Katmandu: Nepal’s rapper-turned-politician Balendra Shah will go into a head-to-head election battle with the veteran prime minister he helped unseat, as he champions youth demands that toppled last year’s government.
The 35-year-old resigned last week as mayor of Katmandu to contest general elections, announcing Tuesday that he will directly challenge ousted prime minister KP Sharma Oli by running in the same constituency.
Nepal will hold general elections on March 5, the first since mass anti-corruption protests in September 2025 overthrew Oli, a 73-year-old Marxist leader and four-term prime minister.
“Contesting against a major figure... signals that I am not taking the easy way out,” Shah told AFP, ahead of his formal confirmation of candidacy.
“It demonstrates that, despite the problems or betrayals that have affected the country, we are moving toward addressing them,” he added.
Better known as Balen, the former mayor arrived for the interview at a Katmandu hotel dressed in black and wearing a traditional Nepali hat or “topi,” though he was without his trademark dark square sunglasses.
His hip-hop songs tackling corruption and inequality have drawn millions of views.
A civil engineer and rapper before joining politics, Shah stunned the political establishment in 2022 when he became the first independent candidate to be elected as Katmandu mayor.
He built a reputation as a sharp-tongued reformer, launching campaigns targeting tax evasion, traffic congestion, education and city waste.
Shah’s approach, however, drew criticism for heavy-handed enforcement and for communicating directly with his millions of social media followers rather than engaging with journalists.
“We made many processes that operated through informal arrangements transparent, through open procurement,” he said.

- ‘Ripple effect’ -

In December, Shah joined the centrist Rastriya Swatantra Party (RSP), led by television host Rabi Lamichhane, 50.
RSP, which became parliament’s fourth-largest force in the last elections in 2022, challenged parties that had dominated Nepal since the end of its civil war in 2006.
If the RSP secures a parliamentary majority, Shah would become prime minister.
“We share the same ideology,” Shah said, describing a vision of “a liberal economic system with social justice,” including free education and health care for the poor.
Rather than contesting from his Katmandu base, Shah will challenge Oli in his stronghold of Jhapa-5, a largely rural district 300 kilometers (185 miles) southeast of Katmandu.
“This should not be perceived as an egoistic decision,” Shah said. “The ripple effect would simply be greater if I contest from Jhapa.”
The September 8-9 demonstrations were initially triggered by anger over a brief government ban on major social media platforms, with protesters gathered under a loose “Gen Z” banner.
But deeper grievances — economic stagnation and entrenched corruption — fueled the unrest in the country of 30 million, in which at least 77 people were killed.

- ‘Grow our economy’ -

Shah backed the protests while urging restraint, emerging as a central figure in the movement.
“Gen Z’s number one demand is good governance, because there is a high level of corruption in the country,” he said, adding that his party had drawn on protesters for support.
“The Gen Z protest has opened a door — 40 percent of our central committee members and proportional representatives are new faces who emerged from the September protest,” he said.
Young Nepalis are looking for leaders promising economic reform.
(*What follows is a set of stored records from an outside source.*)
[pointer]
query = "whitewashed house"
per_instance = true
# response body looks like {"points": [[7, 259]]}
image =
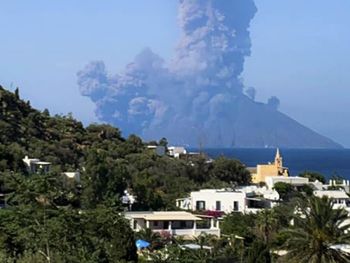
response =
{"points": [[176, 151], [35, 165], [157, 149], [248, 199], [177, 223], [339, 197], [292, 180]]}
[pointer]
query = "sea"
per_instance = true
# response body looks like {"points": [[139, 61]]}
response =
{"points": [[328, 162]]}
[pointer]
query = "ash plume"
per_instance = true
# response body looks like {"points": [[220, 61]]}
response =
{"points": [[191, 99]]}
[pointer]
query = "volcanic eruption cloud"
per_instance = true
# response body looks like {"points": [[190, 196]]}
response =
{"points": [[190, 99]]}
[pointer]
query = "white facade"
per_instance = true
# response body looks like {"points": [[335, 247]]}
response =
{"points": [[35, 165], [245, 200], [159, 150], [177, 223], [339, 197], [293, 180], [175, 151], [73, 176]]}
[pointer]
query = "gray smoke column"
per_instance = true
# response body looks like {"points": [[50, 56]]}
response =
{"points": [[191, 100]]}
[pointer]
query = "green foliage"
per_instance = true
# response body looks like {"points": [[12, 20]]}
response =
{"points": [[318, 227], [230, 171], [285, 190]]}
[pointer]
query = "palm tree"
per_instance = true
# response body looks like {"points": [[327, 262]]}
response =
{"points": [[317, 231]]}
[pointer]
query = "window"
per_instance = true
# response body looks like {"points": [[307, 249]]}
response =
{"points": [[235, 206], [218, 206], [200, 205]]}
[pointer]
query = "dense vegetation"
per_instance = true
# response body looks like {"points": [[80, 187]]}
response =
{"points": [[46, 220]]}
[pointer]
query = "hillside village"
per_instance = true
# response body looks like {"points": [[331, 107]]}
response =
{"points": [[106, 198]]}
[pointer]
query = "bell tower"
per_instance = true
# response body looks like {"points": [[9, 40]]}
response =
{"points": [[278, 159]]}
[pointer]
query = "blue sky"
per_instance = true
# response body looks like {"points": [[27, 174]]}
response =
{"points": [[300, 52]]}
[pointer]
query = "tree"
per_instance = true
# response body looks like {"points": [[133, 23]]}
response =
{"points": [[230, 171], [318, 229], [285, 190], [313, 176]]}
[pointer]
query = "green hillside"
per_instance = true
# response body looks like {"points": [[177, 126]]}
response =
{"points": [[46, 218]]}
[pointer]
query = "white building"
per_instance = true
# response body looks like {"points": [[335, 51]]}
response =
{"points": [[293, 180], [35, 165], [176, 151], [157, 149], [339, 197], [178, 223], [246, 200]]}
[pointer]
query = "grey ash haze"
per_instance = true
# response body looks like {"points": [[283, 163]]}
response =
{"points": [[198, 97]]}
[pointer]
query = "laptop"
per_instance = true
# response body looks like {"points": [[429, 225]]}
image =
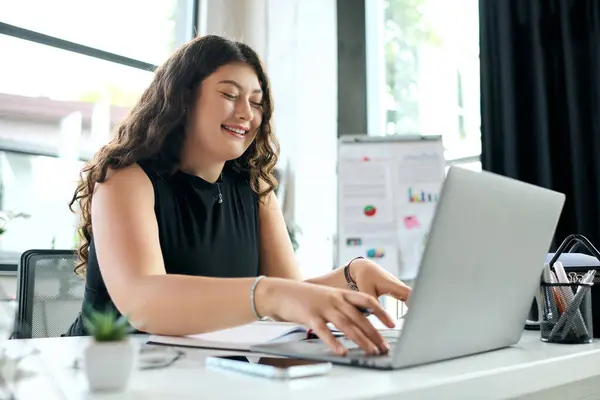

The World Bank estimates 82 percent of Nepal’s workforce is in informal employment, with GDP per capita at $1,447 in 2024.
“We need to grow our economy,” Shah said, citing tourism, trade and skilled jobs as ways to stem the mass outflow of workers.
Landlocked Nepal, wedged between regional giants India and China, faces geopolitical pressures, but Shah sees an opportunity to make Nepal a trade hub.
“My approach is to maintain a natural relationship with both neighboring nations,” he said.
And while focused on politics, he said that music remains central to his identity.
“Music is a medium to express oneself,” he said. “I will continue it, even if I am elected as prime minister.”